Have You Ever Considered Suicide, Why & How Did You Get Thru?
Question:
Please note I am not suicidal, this is not a cry for help. I am interested in individuals & the choices they make in life and about life
Answer:
its always the little things that push me to wanting to die, I can handle the big stuff get on with what is needed at the time but then comes something simple and little that will throw we way off and push me that little push right over the edge. I have attempted and failed to end my life more times then I can remember. No it wasn't a cry for help it was wanting to die, I don't tell people what I have done just do it and wait to die.
I did consider suicide in high school and almost tried it. My friends are what got me through. Actually...weirdly enough...my ex best friend called me right before I was about to do it and asked me if I was ok because she had the strongest feeling that she needed to talk to me.
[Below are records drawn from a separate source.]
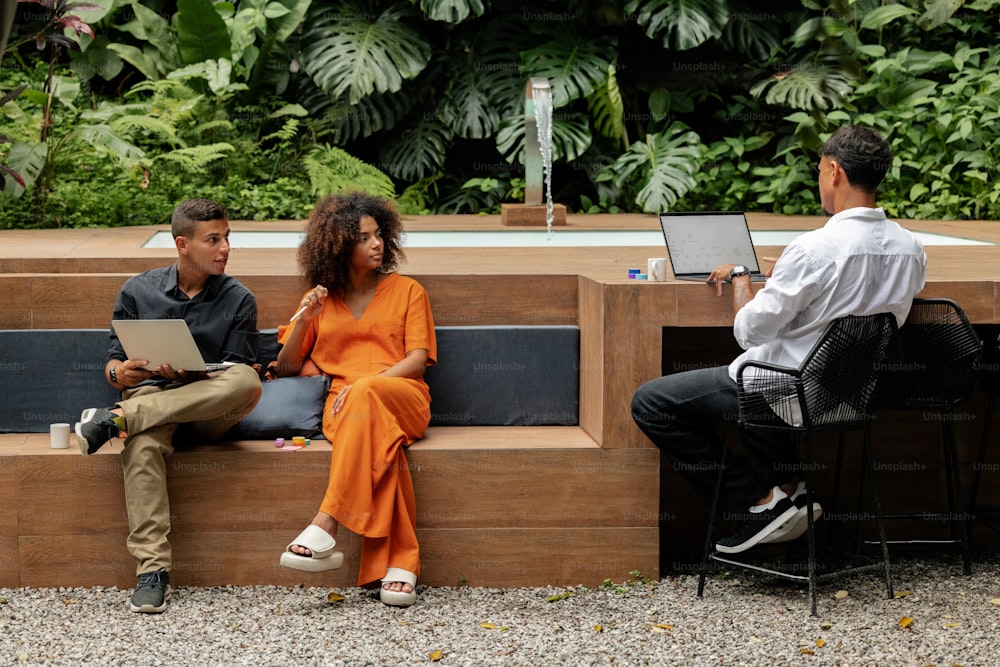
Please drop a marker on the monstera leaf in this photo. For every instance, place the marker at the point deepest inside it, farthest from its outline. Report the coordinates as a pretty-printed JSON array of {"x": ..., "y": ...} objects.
[
  {"x": 573, "y": 63},
  {"x": 663, "y": 167},
  {"x": 608, "y": 110},
  {"x": 468, "y": 109},
  {"x": 450, "y": 11},
  {"x": 348, "y": 53},
  {"x": 418, "y": 152},
  {"x": 808, "y": 87},
  {"x": 681, "y": 24}
]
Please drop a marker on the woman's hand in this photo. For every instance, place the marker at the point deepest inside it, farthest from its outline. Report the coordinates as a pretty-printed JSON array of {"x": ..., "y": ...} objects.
[
  {"x": 338, "y": 402},
  {"x": 311, "y": 304}
]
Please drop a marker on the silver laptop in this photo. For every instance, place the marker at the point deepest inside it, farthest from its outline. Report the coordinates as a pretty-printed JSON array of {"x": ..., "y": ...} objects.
[
  {"x": 699, "y": 242},
  {"x": 163, "y": 342}
]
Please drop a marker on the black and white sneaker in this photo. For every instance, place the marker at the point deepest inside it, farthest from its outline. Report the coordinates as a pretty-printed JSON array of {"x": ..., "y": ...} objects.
[
  {"x": 760, "y": 527},
  {"x": 152, "y": 592},
  {"x": 96, "y": 427},
  {"x": 798, "y": 526}
]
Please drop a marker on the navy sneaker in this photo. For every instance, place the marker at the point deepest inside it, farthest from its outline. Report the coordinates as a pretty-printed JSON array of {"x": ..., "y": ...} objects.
[
  {"x": 151, "y": 593},
  {"x": 760, "y": 527},
  {"x": 96, "y": 427}
]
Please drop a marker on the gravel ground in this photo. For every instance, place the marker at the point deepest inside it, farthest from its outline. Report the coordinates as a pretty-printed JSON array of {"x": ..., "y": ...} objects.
[{"x": 939, "y": 617}]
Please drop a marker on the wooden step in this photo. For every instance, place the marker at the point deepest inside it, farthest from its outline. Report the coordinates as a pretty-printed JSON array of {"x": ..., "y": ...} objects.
[{"x": 497, "y": 506}]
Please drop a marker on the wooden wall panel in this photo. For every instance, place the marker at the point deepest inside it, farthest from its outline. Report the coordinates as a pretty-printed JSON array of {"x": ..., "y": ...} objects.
[
  {"x": 508, "y": 557},
  {"x": 592, "y": 350},
  {"x": 15, "y": 307}
]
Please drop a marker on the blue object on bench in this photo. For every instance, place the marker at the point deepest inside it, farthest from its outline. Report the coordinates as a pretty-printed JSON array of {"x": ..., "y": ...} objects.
[{"x": 51, "y": 375}]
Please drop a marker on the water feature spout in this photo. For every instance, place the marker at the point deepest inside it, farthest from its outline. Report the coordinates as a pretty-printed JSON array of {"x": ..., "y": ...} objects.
[{"x": 537, "y": 162}]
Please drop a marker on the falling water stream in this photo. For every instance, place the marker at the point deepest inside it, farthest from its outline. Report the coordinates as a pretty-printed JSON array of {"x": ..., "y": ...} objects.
[{"x": 541, "y": 95}]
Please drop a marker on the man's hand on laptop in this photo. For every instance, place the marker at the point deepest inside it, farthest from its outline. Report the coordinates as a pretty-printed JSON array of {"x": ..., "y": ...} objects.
[
  {"x": 719, "y": 275},
  {"x": 132, "y": 371},
  {"x": 180, "y": 375}
]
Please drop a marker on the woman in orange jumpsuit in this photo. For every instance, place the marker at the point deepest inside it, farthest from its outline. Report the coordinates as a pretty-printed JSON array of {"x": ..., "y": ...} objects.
[{"x": 371, "y": 331}]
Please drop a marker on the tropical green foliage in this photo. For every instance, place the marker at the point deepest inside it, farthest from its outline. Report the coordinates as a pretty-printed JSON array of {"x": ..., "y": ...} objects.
[{"x": 658, "y": 104}]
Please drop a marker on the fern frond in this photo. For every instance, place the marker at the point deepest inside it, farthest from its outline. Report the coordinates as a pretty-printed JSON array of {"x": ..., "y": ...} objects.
[
  {"x": 201, "y": 129},
  {"x": 148, "y": 125},
  {"x": 106, "y": 140},
  {"x": 332, "y": 170},
  {"x": 286, "y": 133},
  {"x": 196, "y": 158}
]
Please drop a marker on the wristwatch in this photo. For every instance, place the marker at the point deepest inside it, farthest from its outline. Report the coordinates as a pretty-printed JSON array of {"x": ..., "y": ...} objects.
[{"x": 738, "y": 270}]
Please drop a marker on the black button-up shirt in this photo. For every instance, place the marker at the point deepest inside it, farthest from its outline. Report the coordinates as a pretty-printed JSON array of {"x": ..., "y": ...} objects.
[{"x": 222, "y": 317}]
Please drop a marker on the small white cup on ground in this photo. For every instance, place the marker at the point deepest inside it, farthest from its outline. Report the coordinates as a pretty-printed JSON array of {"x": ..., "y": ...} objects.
[
  {"x": 59, "y": 436},
  {"x": 656, "y": 268}
]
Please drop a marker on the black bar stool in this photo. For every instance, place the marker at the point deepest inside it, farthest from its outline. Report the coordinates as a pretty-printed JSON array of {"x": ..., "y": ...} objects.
[
  {"x": 940, "y": 352},
  {"x": 835, "y": 389}
]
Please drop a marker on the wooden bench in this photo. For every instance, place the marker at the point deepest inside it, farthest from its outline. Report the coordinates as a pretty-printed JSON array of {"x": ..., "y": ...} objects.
[{"x": 510, "y": 490}]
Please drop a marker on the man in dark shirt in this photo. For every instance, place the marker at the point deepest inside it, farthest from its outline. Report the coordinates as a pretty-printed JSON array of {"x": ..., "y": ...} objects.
[{"x": 161, "y": 405}]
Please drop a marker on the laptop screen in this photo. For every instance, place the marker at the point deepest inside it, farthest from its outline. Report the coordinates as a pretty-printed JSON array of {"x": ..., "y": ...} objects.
[{"x": 699, "y": 242}]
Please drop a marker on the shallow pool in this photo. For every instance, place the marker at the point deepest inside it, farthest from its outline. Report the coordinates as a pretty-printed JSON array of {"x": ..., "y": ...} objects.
[{"x": 559, "y": 238}]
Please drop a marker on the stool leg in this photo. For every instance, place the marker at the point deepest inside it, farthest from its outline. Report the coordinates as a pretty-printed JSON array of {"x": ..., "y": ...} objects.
[
  {"x": 837, "y": 475},
  {"x": 959, "y": 522},
  {"x": 977, "y": 474},
  {"x": 810, "y": 532},
  {"x": 707, "y": 551},
  {"x": 877, "y": 504}
]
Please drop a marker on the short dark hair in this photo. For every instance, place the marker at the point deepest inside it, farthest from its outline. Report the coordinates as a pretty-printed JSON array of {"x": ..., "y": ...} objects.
[
  {"x": 862, "y": 152},
  {"x": 191, "y": 211}
]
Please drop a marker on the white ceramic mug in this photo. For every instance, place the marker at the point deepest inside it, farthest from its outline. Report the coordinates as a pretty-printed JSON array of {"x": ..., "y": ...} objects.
[
  {"x": 656, "y": 268},
  {"x": 59, "y": 436}
]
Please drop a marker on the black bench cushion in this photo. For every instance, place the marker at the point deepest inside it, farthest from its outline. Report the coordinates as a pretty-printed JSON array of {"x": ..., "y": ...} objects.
[
  {"x": 485, "y": 376},
  {"x": 497, "y": 375},
  {"x": 506, "y": 375},
  {"x": 51, "y": 375}
]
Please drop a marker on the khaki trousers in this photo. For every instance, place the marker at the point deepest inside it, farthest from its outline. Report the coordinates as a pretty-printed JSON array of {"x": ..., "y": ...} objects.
[{"x": 196, "y": 412}]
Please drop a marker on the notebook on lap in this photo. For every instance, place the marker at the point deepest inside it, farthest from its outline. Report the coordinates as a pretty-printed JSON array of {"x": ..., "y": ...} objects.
[
  {"x": 699, "y": 242},
  {"x": 163, "y": 342}
]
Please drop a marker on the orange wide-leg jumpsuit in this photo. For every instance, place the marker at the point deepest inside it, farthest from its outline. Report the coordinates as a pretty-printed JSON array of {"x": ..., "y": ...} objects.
[{"x": 370, "y": 491}]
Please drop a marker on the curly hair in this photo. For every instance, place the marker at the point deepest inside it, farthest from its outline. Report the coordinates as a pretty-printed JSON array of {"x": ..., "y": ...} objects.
[{"x": 334, "y": 230}]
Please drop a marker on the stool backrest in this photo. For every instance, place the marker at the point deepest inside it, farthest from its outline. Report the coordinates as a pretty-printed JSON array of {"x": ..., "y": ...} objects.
[
  {"x": 940, "y": 352},
  {"x": 837, "y": 386}
]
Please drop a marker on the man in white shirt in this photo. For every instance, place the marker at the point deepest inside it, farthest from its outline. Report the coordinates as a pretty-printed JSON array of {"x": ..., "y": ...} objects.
[{"x": 859, "y": 263}]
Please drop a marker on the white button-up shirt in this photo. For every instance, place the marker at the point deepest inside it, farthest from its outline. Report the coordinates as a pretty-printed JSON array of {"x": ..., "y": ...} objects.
[{"x": 858, "y": 263}]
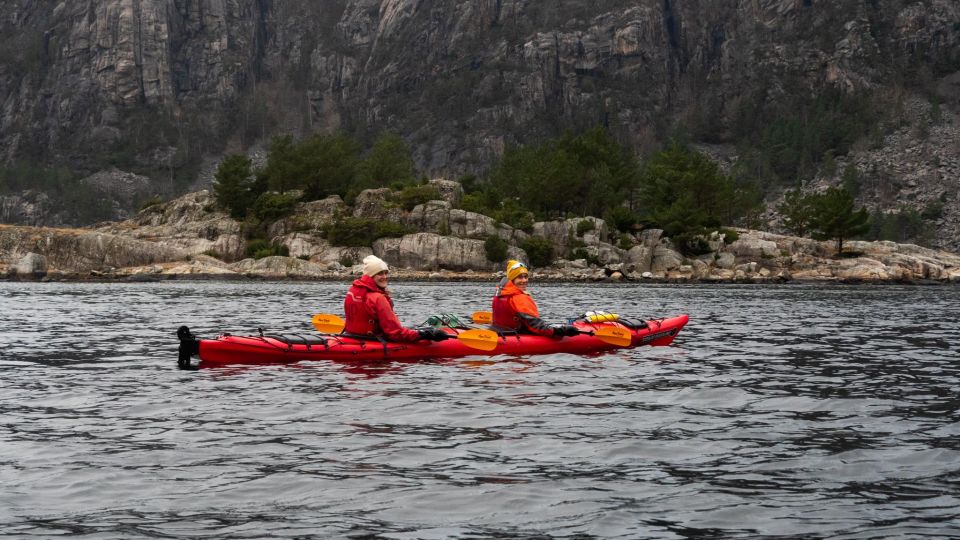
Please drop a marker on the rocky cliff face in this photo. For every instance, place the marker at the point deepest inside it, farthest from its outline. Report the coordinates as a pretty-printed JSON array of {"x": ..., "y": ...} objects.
[{"x": 156, "y": 86}]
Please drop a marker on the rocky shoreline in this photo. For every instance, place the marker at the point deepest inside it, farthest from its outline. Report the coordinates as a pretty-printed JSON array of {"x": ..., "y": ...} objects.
[{"x": 188, "y": 239}]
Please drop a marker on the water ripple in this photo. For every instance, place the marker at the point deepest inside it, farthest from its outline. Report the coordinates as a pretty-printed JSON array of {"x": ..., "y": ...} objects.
[{"x": 781, "y": 411}]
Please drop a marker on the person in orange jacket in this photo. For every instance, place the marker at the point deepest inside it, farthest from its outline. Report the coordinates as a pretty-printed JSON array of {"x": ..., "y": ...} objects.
[
  {"x": 369, "y": 308},
  {"x": 515, "y": 309}
]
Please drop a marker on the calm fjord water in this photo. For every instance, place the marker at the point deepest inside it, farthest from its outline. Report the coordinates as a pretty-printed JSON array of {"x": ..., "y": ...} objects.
[{"x": 799, "y": 410}]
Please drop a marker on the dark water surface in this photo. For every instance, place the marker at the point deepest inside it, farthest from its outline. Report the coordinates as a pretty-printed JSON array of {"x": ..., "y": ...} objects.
[{"x": 817, "y": 411}]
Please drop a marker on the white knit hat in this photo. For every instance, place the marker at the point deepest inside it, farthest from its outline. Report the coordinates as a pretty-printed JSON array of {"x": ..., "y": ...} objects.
[{"x": 373, "y": 265}]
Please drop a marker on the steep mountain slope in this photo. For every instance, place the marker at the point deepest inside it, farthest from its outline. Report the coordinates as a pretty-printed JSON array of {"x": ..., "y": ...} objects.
[{"x": 155, "y": 87}]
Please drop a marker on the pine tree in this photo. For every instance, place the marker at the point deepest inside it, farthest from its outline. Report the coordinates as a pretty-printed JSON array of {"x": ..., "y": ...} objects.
[
  {"x": 834, "y": 217},
  {"x": 233, "y": 186}
]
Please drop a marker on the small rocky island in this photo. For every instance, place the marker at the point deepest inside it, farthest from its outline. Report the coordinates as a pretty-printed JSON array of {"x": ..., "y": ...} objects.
[{"x": 189, "y": 238}]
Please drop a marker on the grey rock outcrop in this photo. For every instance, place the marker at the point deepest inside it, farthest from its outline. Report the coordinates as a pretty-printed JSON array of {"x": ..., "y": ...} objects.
[
  {"x": 32, "y": 264},
  {"x": 428, "y": 251},
  {"x": 190, "y": 224},
  {"x": 163, "y": 85}
]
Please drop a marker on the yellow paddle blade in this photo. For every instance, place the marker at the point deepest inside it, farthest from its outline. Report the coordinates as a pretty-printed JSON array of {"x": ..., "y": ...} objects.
[
  {"x": 614, "y": 335},
  {"x": 328, "y": 324},
  {"x": 482, "y": 317},
  {"x": 484, "y": 340}
]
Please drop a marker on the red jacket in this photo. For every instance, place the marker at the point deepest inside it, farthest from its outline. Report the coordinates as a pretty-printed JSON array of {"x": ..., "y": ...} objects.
[
  {"x": 515, "y": 309},
  {"x": 369, "y": 310}
]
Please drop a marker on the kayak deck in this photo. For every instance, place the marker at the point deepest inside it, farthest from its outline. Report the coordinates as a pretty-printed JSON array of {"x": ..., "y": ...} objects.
[{"x": 228, "y": 349}]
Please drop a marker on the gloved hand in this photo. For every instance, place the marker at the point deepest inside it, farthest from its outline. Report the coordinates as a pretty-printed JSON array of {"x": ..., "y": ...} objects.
[
  {"x": 433, "y": 334},
  {"x": 565, "y": 330}
]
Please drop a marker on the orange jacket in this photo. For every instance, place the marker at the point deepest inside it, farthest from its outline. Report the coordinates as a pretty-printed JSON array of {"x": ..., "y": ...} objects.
[
  {"x": 369, "y": 310},
  {"x": 515, "y": 309}
]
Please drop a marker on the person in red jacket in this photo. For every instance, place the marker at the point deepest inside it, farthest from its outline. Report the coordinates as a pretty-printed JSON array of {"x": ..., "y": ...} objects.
[
  {"x": 369, "y": 308},
  {"x": 515, "y": 309}
]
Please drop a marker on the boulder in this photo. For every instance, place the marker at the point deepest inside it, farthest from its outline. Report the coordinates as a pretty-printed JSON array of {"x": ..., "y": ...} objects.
[
  {"x": 31, "y": 264},
  {"x": 665, "y": 259},
  {"x": 377, "y": 204}
]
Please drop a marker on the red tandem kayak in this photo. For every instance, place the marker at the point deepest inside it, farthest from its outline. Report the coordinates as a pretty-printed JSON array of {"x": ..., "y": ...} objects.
[{"x": 597, "y": 337}]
Weird huh?
I think the worst part of considering suicide or actually trying it and surviving is that it never goes away. That feeling is always there, especially when you get down. I don't ever think I would ever try it again but I have thought about what would of happened if I did do it.
you're going to have a hard time getting people to answer this personal of a question... i have helped some friends get through things like this and your question is one that is too hard to answer
My marriage was falling apart for the second time. I was losing my house, kids, car and job all at the same time. I took an overdose of tylenol which thankfully didn't work. My counselor I saw in the hospital helped me figure out that I have other things to live for.
i was on lsd n i saw the devil comin in my house so i tried jumpin out of my house n broke my leg
I was seriously thinking about doing it. I was very very depressed for more than year. It was because of my relatioship with extremely jealous guy. He separated me from others, made me not to work, and would treat me very bad. when it was too much, i left, but found it very hard to cope without him. i had few issues, like huge mood swings, and so,but im getting better now. I was really down for ages and concidered ending my life many times. what always was stopping me was my family, i could not do it to them.
I have.
My life was just going bizarre, just not how I wanted to be.
I've considered it, but never really tried it.
I know how much people love me, and I didn't want to hurt them.
I didn't want them to feel the pain I feel.